I'm heartily glad to hear that; I discovered about an hour ago that logging isn't working properly on my HAProxy machine, so now I'm trying to solve that. I'm guessing you'll find the answer before I will!

Ok, I see the problem and have a temporary fix for you. In the HTTP header, the browser will sent:

Host: mesh.myserver.com

But the agent will send:

Host: mesh.myserver.com:443

The agent includes the port in the host header. You can fix this by adding the second line:

acl meshcentralhost hdr(host) -i mesh.myserver.com
acl meshcentralhost hdr(host) -i mesh.myserver.com:443

Let me know if that works. I found this by running sudo haproxy -f haproxy.cfg -d, the -d is for debug and it shows everything going on. I will check, but seems like a bug in the agent.

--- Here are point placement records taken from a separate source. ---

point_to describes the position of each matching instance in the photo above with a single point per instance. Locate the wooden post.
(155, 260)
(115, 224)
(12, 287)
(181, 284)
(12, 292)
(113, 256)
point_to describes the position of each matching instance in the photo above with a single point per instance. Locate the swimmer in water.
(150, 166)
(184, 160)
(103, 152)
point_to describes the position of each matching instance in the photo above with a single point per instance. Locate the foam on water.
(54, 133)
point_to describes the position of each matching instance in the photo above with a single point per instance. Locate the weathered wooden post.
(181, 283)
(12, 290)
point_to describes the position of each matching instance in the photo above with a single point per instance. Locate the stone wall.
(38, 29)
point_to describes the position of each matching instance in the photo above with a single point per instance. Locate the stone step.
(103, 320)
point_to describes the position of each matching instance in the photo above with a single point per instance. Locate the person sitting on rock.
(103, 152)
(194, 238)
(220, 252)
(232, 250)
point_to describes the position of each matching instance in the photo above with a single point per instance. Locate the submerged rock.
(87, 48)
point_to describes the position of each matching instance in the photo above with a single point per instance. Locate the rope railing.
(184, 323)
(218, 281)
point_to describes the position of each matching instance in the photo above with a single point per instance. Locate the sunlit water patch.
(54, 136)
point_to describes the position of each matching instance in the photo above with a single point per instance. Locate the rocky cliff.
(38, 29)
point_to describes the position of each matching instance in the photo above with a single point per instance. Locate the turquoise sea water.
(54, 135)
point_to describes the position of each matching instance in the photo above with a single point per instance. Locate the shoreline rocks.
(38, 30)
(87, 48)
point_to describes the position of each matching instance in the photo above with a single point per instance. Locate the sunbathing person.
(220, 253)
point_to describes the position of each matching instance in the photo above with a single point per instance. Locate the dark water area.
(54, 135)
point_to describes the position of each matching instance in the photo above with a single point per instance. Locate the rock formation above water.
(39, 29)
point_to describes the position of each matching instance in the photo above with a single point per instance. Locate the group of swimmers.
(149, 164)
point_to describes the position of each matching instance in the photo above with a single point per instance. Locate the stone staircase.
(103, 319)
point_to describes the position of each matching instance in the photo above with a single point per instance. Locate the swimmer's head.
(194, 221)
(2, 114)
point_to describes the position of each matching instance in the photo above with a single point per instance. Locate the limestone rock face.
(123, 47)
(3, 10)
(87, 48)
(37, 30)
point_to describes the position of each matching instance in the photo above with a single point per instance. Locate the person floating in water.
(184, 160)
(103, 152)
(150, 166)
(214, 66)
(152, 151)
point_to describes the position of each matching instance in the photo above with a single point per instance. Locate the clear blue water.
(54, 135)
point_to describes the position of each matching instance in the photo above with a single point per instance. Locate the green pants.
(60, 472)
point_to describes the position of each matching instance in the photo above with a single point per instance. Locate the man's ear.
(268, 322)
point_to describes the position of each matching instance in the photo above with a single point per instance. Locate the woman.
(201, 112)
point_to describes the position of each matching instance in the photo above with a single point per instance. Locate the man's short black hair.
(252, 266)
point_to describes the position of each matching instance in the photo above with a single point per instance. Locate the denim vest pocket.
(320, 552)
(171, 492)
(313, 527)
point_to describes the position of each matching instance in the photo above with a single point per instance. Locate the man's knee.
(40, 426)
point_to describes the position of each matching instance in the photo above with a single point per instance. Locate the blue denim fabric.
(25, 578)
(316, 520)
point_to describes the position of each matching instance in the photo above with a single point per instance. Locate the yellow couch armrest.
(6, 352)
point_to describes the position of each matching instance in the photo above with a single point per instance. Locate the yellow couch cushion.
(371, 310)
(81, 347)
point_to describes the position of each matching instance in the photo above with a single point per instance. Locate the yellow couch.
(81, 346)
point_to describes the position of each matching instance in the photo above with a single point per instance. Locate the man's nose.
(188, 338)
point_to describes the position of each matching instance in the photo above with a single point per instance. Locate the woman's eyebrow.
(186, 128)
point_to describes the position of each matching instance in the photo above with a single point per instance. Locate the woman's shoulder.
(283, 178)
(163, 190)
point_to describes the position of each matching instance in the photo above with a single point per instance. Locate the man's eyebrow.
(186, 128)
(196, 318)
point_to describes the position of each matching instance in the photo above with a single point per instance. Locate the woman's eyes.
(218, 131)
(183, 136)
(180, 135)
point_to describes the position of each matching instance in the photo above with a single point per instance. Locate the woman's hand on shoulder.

Your work-around works! Definitely seems like a bug in the agent (my impression is that the Host header isn't supposed to have the port number in it?

I am looking up the port now. According to this, the port is optional, so it may be technically correct. The agent does not put the port in the HOST header when connecting the control channel, so at the very least it's not consistent.

That's funny, I was just about to post exactly the same thing.

Thanks to your work, I can document HAProxy as supported. This is excellent.

This is the authoritative source, RFC7230 section 5.4. Port is optional, so agent is correct. However... section 5.5:

if the connection's incoming TCP port number differs from the default port for the effective request URI's scheme, then a colon (":") and the incoming port number (in decimal form) are appended to the authority component.

It's weak text but would indicate that you only specify the port if it's not default.

Wonderful! HAProxy is a great little tool.

As for the optional port, you're definitely right that it's not a bug, per se (although I suppose the inconsistent usage might be, since it causes hard-to-explain behaviour like we just spent the last several hours sorting out). That being said, it'd probably be better to omit it for default ports since that seems to be norm?

Agreed. Probably best to remove if it's the default.

Thanks again for all your help Ylian! Glad I was able to contribute something back for it.